Texas Attorney General Paxton seems to have a first-year-civil-procedure problem. So do those who signed That Complaint along with him. Well, they've got more than one problem. But most of the other problems flow from their inability to resolve this one.

One of the main principles of the common law is that one must sue the actual party that is both legally and factually responsible for the wrong that one is asking the court to remedy. Sometimes — like in the state next door to Gen Paxton — the plaintiff (claimant) can add others who may be partially or jointly reponsible for performing any remedy as a "direct action" (see La. Rev. Stat. § 22:1269 (suing the insurer)). But even under the direct-action rubric, one must still correctly name the actual party or parties that caused harm; one cannot sue the insurer alone.

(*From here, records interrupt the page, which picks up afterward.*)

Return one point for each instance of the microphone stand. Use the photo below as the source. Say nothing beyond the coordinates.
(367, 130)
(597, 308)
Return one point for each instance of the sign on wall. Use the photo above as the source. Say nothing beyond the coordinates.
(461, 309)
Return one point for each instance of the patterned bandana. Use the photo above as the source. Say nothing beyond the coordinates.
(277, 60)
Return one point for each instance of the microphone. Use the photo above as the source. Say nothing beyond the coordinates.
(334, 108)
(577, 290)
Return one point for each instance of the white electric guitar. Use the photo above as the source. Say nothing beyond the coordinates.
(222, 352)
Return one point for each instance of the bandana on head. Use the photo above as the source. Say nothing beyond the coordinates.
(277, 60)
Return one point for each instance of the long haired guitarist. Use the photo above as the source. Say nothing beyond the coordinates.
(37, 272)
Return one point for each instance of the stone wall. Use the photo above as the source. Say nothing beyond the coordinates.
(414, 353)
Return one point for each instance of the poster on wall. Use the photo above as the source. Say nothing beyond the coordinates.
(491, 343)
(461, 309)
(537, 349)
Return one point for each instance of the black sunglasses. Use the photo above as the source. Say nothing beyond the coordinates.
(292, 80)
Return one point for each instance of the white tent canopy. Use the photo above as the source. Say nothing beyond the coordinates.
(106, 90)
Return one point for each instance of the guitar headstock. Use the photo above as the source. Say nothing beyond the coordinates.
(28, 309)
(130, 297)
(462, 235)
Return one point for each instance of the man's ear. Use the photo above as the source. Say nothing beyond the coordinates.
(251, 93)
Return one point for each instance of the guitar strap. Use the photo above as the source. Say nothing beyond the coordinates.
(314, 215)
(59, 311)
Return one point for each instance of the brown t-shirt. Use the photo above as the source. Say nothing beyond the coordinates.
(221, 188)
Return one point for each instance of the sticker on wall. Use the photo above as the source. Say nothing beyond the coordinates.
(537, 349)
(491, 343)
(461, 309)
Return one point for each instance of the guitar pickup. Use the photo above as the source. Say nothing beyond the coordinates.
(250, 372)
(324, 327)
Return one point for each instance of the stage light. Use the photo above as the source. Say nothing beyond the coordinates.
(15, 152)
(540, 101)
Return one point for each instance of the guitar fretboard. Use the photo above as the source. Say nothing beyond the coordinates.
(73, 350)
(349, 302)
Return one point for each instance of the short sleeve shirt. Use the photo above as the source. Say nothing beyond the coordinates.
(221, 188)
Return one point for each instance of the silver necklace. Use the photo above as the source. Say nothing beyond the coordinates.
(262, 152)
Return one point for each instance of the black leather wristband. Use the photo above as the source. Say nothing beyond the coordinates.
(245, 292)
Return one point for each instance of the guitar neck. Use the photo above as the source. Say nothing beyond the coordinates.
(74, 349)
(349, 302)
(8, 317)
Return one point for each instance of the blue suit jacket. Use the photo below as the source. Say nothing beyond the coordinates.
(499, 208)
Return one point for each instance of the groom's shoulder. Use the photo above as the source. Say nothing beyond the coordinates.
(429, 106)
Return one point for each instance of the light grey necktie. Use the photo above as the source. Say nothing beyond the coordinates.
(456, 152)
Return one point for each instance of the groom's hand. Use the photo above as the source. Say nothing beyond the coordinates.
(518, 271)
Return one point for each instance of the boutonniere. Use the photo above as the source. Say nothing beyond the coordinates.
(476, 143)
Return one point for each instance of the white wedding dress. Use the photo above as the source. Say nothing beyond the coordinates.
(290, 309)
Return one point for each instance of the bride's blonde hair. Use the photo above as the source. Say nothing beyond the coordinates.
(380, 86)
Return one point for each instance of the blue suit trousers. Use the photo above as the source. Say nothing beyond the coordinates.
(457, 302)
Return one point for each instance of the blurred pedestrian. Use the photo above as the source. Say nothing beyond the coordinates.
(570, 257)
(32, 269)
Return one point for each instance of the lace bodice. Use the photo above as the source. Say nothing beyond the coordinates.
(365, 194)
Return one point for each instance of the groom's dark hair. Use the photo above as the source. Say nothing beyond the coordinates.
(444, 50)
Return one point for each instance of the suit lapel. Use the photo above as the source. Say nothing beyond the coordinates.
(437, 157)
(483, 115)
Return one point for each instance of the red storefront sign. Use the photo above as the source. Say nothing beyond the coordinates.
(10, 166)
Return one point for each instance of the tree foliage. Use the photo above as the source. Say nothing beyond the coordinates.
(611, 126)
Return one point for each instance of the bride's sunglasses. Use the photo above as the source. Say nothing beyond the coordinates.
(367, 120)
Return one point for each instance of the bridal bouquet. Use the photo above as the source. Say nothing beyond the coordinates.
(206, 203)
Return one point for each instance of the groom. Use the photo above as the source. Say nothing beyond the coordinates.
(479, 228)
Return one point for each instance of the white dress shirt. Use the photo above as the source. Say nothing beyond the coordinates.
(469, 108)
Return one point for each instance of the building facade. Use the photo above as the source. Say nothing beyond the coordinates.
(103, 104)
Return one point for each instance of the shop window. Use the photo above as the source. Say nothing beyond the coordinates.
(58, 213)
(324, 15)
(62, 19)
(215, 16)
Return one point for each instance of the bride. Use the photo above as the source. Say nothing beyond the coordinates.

The latter, however, is precisely what Texas v. Pennsylvania et al., No. 22–O–155 [sic], does. This "matter" never should have been Texas v. Pennsylvania et al. Very much in the style of a forfeiture action, it should have been Texas v. 1,995,691 Unidentified Pennsylvania Voters, et al. Which exposes what Gen Paxton is really saying: The yahoos1 in Philadelphia and Pittsburgh voted wrong… in substance, because a mere procedural failure would not harm any interest of Gen Paxton or the State of Texas. There were 595,538 mail-in voters in Pennsylvania who clearly didn't harm Texas (they voted "correctly"). If this all sounds far too much like some bad 1970s film about illusory elections in banana republics (or Spain or Greece… or the Soviet Union, bringing a new shade of meaning to "Red State"…), it should. I am reminded of "direct action" lawsuits against gun manufacturers that fail to name the individual who pulled the trigger, a defect any 1L can identify (and will be expected to identify a couple years later on the bar exam) — and that Gen Paxton has identified himself, more than once. Now I know that sports rivalries can be a bit overboard, but this is excessive even when the Cowboys play the Eagles and both teams could still finish the season with a winning record.

So, Texas bar regulators, we have a clear breach of Tex. Disc. R. Prof. Cond. 1.01 here ("an incompetent lawyer is subject to discipline," id. com. 6). Watcha gonna do about it? And what does this say about your bar exam as a screen for attorney competence?

  1. It's tough to cast aspersions on the current dean of the University of Virginia's law school for this years-after-graduation failure of basic legal competence by its politician-graduate. That doesn't mean I'm not going to, though.